Theory-based Reinforcement Learning in the Brain
A summary of Tomov et al. (2023), Neuron.
How does your brain accomplish everyday tasks such as navigating a subway network, playing a video game, or driving a car? A longstanding answer from psychology and neuroscience is that it relies on two systems: a habitual system that chooses actions reflexively based on incoming stimuli (e.g., “if I see a stop sign, I need to stop”) and a goal-directed system that chooses actions based on their consequences (e.g., “if I don’t stop at this stop sign, I could get a ticket or get in an accident; if I stop, I’ll just be a bit slower, so I should probably stop”).
A tale of two systems
The study of habitual behaviors dates back to the seminal work of Edward Thorndike who observed that cats trapped in “puzzle boxes” tend to repeat actions that lead to reward.

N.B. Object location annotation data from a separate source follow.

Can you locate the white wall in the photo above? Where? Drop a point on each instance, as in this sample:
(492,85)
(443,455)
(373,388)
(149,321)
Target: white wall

This idea that associations between stimuli and actions are reinforced by their effects was termed the “Law of Effect” and has underpinned much of behavioral psychology in the early twentieth century.
The study of goal-directed behaviors emerged as a kind of backlash against such stimulus-response theories. Famously, Edward Tolman observed that animals can learn about an environment even in the absence of reward, such as when rats are exploring an empty maze. Such “latent learning” is unmasked when a reward (e.g., cheese) is introduced and animals very quickly learn to navigate to it, as if their behavior has been reinforced all along. Tolman proposed that the brain learns an internal representation of the environment — a kind of “cognitive map” — that supports this kind of flexible planning of behaviors that achieve different goals.

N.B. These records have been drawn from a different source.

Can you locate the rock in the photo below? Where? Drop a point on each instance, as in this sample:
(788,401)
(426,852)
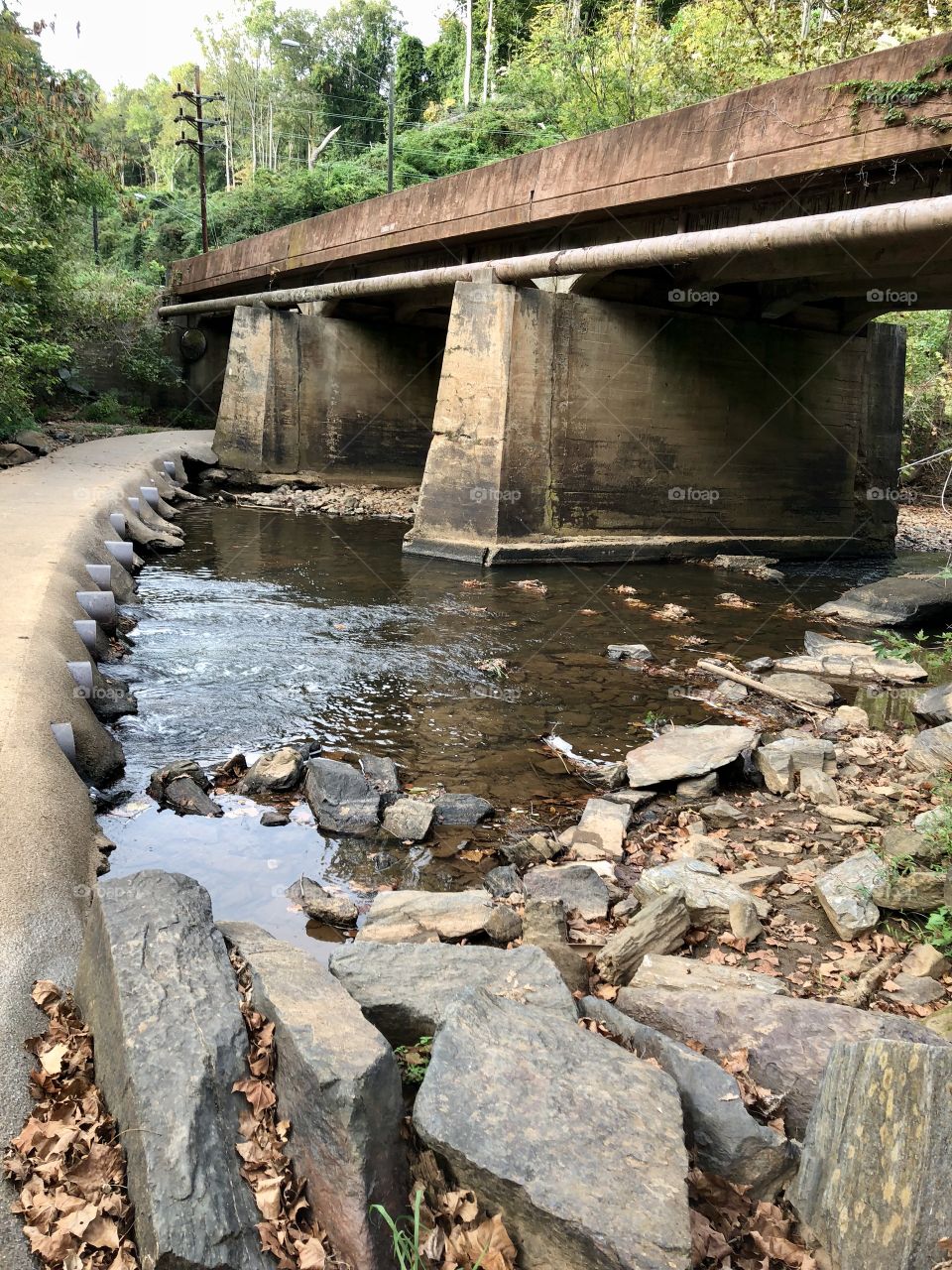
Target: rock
(409,820)
(275,772)
(787,1040)
(405,989)
(181,786)
(272,820)
(932,749)
(339,1086)
(33,441)
(912,989)
(707,894)
(782,760)
(660,926)
(876,1173)
(382,775)
(599,833)
(462,810)
(684,973)
(630,653)
(817,786)
(515,1100)
(579,888)
(535,849)
(846,894)
(911,597)
(503,881)
(698,788)
(726,1139)
(416,916)
(721,815)
(803,688)
(927,961)
(682,752)
(918,892)
(159,994)
(341,799)
(13,454)
(941,1023)
(321,905)
(844,815)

Reinforcement learning, model-free and model-based
These ideas were formalized by computer scientists into a framework known as reinforcement learning (RL). In recent decades, RL has become one of the greatest success stories in artificial intelligence and neuroscience. In the field of artificial intelligence, RL algorithms have allowed state-of-the-art systems to match and surpass humans in a number of domains, from board games to video games to algorithm discovery. In psychology and neuroscience, computational models based on RL have explained behavioral and neural phenomena across a wide range of species and experimental paradigms.
In RL, habitual behavior is formalized by model-free approaches that, through trial-and-error, learn which actions tend to lead to good outcomes in the long run and then choose actions that have been rewarding in the past. In contrast, goal-directed behavior is formalized by model-based approaches that learn which actions lead to which states; that is, they learn an internal model of the environment — a kind of cognitive map — which can be used to plan by simulating the outcomes of different courses of action.
Most of the earlier work on both model-free and model-based RL focused on simple, discrete toy domains with relatively small state spaces (also known as “tabular” domains, as all associations can be stored in a simple look-up table). While this has answered some of the fundamental questions about RL in the brain, it has left open many questions regarding how the brain handles complex, high-dimensional domains with intractably large state spaces. Neuroscientists have recently capitalized on developments in deep RL and have shown that one way the brain might deal with complex environments is by using deep function approximators (or deep neural networks). While promising, this work has focused on model-free RL only, leaving open the question of how the brain might implement model-based RL in complex, high-dimensional domains.
Intuitive theories
One possible answer to this question comes from theory-based RL. Building on ideas from developmental and cognitive psychology, theory-based RL posits that the model in model-based RL is a kind of intuitive theory: a rich, rule-based, abstract model of the world based on physical objects, intentional agents, causal interactions, and goals. This theory is learned from experience and is used to simulate, explore, and plan in the world.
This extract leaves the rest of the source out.